5.12.12

The Government & our Fiscal Deficit



The government has outlined the strong fundamentals of the economy and said it was committed to rein in fiscal deficit within the target of 5.3% of gross domestic product.
Finance ministry officials, who met representatives of global ratings agency Moody’s, also discussed the challenges facing the economy and the measures taken to overcome these obstacles. “We discussed inflation, deficit, CAD (current account deficit), stressed banking system,” economic affairs secretary Arvind Mayaram told reporters. “Why would we ask anything? We just told them our story, that’s for them to decide,” Mayaram said when asked whether the government had sought a ratings upgrade.

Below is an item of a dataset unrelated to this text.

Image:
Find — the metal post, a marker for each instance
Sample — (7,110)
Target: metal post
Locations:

The government is battling hard to avert a ratings downgrade and has taken a series of measures to demonstrate its commitment to economic reforms. The meeting comes a day after another ratings agency Fitch cautioned that that a loosening in fiscal policy ahead of the 2014 elections could further weaken India's public finances and put pressure on ratings.

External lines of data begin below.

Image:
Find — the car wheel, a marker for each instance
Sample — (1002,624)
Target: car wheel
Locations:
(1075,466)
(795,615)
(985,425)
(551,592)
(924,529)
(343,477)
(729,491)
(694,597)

It also warned that policy slippage or mounting evidence of a structural decline in the trend growth rate, such as protracted weak economic data, could cause the ratings to be downgraded.
Last week, Moody’s had said that its outlook on India’s Baa3 ratings remained stable due to the assumption that the country’s high savings rate and relatively competitive private sector would help lift growth which in turn would help restore the health of public finances. Standard & Poor’s and Fitch have a negative outlook on their ratings on India.
Finance ministry officials said the government would do everything to stick to the 5.3% fiscal deficit target despite the challenges.